The genus Agathis (Araucariaceae) includes about 13 species of tropical to warm temperate trees found from Malesia, through Australia to New Zealand. Kauri (Agathis australis) is a dominant tree in lowland forests of northern New Zealand (Steward and Beveridge 2010). Giant individual trees can reach over 4.5 m in trunk diameter and exceed 1,000 years in age, and are cultural icons (Beever et al., 2009). In 1972 a Phytophthora was associated with dead and dying trees in a kauri forest stand on Great Barrier Island, an island off the northern New Zealand coast (Gadgil, 1974). Symptoms included yellowing of foliage, canopy thinning and occasional tree death. The causative organism was identified as P. heveae by J. Stamps of the Commonwealth Mycological Institute (Gadgil, 1974). In 2006, Phytophthora ‘taxon Agathis’ was reported from kauri in a forest west of Auckland on regenerating and mature trees (Beever et al., 2009). The original identification of the causative organism as P. heveae was questioned, as the ITS–sequence of the isolate obtained from the Great Barrier Island and those from the mainland since 2006 was identical to P. castaneae. This raised the possibility that the kauri Phytophthora was a new species within Clade 5 of the genus (Blair et al. 2008). The ‘Kauri killing’ Phytophthora organism has been now formally described as Phytophthora agathidicida B.S. Weir, Beever, Pennycook & Bellgard (Weir et al., 2015), distinct from P. castaneae and other species of Phytophthora.
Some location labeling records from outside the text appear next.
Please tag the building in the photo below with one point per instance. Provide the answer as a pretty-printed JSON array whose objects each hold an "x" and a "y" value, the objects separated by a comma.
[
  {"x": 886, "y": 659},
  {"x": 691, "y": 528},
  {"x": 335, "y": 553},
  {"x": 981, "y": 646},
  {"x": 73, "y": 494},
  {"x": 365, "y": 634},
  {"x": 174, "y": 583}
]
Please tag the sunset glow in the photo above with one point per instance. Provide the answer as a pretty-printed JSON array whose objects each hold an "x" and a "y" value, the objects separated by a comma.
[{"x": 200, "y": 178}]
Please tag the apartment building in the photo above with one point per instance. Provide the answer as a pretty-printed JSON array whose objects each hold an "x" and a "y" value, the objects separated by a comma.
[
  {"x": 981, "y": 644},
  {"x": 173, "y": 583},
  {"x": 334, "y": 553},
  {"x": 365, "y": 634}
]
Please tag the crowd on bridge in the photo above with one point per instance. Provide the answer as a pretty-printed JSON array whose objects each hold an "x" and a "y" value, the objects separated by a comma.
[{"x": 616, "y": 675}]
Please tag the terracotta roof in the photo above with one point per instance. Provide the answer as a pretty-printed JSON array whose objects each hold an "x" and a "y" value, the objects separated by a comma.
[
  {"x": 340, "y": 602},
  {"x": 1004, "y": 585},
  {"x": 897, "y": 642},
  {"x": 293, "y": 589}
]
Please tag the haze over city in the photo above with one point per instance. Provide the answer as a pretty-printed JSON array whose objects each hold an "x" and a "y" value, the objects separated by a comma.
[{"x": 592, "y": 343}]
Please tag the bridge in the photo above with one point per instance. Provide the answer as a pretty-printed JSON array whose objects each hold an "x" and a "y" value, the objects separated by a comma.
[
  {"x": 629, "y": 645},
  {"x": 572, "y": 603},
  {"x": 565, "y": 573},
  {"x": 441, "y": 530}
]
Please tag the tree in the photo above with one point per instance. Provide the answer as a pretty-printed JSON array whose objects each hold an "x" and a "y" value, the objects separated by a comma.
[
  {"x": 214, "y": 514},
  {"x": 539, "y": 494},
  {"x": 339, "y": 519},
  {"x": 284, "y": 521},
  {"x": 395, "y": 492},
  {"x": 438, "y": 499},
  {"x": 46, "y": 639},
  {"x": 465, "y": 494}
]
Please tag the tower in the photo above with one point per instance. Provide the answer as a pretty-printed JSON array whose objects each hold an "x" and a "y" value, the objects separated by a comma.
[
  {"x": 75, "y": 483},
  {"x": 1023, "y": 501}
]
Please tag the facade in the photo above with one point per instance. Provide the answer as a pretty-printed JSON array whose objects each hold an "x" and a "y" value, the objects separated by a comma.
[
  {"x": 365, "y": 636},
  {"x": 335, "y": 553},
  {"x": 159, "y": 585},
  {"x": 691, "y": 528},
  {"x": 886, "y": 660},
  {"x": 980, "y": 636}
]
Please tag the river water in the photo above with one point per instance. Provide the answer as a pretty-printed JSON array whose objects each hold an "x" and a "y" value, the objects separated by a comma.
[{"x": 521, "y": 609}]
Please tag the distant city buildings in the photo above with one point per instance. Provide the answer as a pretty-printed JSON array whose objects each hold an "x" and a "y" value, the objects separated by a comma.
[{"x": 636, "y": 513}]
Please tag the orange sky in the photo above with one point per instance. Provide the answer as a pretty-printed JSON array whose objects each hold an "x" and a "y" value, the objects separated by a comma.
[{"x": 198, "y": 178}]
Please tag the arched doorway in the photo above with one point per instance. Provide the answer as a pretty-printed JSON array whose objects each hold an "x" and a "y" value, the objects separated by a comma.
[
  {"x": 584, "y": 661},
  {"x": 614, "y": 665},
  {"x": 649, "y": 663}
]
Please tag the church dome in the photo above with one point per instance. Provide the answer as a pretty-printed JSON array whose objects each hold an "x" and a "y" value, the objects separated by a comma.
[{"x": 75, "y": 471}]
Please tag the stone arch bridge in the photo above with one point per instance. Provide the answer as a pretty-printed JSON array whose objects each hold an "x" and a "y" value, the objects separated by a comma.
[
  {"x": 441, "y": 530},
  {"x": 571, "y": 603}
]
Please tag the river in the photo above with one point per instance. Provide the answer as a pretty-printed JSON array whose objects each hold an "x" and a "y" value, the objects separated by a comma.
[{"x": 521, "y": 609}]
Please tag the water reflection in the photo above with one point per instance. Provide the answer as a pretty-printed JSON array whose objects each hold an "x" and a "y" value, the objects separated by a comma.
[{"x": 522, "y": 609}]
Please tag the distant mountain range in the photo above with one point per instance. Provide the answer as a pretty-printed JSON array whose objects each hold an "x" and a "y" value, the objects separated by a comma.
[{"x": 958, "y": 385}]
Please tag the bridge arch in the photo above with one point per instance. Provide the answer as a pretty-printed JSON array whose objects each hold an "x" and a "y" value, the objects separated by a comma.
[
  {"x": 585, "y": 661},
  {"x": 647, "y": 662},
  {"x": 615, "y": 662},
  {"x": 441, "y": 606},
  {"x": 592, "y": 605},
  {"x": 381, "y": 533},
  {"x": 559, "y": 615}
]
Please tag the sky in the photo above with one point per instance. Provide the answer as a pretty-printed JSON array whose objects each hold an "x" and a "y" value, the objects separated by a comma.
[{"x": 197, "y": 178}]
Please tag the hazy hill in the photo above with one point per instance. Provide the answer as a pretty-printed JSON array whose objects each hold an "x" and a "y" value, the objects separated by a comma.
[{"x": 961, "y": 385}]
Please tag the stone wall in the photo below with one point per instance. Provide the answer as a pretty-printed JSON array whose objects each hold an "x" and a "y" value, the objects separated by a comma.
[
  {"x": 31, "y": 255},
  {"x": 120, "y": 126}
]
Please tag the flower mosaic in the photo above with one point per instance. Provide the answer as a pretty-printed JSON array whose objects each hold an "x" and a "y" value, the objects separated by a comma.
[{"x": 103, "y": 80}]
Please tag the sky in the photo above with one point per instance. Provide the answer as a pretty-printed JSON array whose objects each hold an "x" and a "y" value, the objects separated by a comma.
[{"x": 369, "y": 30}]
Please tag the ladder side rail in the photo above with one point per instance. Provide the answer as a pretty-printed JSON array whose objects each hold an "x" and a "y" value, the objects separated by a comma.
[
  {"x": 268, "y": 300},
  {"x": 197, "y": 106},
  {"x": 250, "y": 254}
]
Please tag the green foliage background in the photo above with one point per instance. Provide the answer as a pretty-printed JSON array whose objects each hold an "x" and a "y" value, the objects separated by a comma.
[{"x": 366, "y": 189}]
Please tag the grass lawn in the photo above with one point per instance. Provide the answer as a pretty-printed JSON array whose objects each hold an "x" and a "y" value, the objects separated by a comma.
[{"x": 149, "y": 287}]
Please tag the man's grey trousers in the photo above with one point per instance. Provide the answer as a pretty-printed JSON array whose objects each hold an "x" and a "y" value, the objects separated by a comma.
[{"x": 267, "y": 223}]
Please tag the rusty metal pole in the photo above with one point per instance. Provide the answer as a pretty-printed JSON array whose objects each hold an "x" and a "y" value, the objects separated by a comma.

Differential oogonium ornamentation, together with the size of the oospore, was first recognised to be a diagnostic characteristic by Beever et al. (2009) in their study of representative isolates of the members of Clade 5. The mean oospore widths for P. cocois and P. heveae were not significantly different from each other nor from the Clade 5 mean, but oospore width of P. agathidicida is significantly larger than all other species and P. castaneae is significantly smaller than all other species (Weir et al., 2015). Oogonium wall ornamentation of P. agathidicida is mildly stipulate. Oospores nearly fill the oogonia with a mean width of 27.7 µm, and ranging between 19.8 –35 µm. Antheridia are amphigynous, globose; some have knots at the base. P. agathidicida is homothallic.
Sporangia are globose to ovoid-ellipsoid, papillate, borne terminally from long, thin, branched sporangiophores and could be formed via internal proliferation. Sporangia are non-caducous (although some isolates have a somewhat defined septum near the base of the sporangium). Sporangia have a mean width of 28.4 µm, ranging between12.4–50 µm, and a mean length of 39.6 µm, ranging between 14.9–75 µm.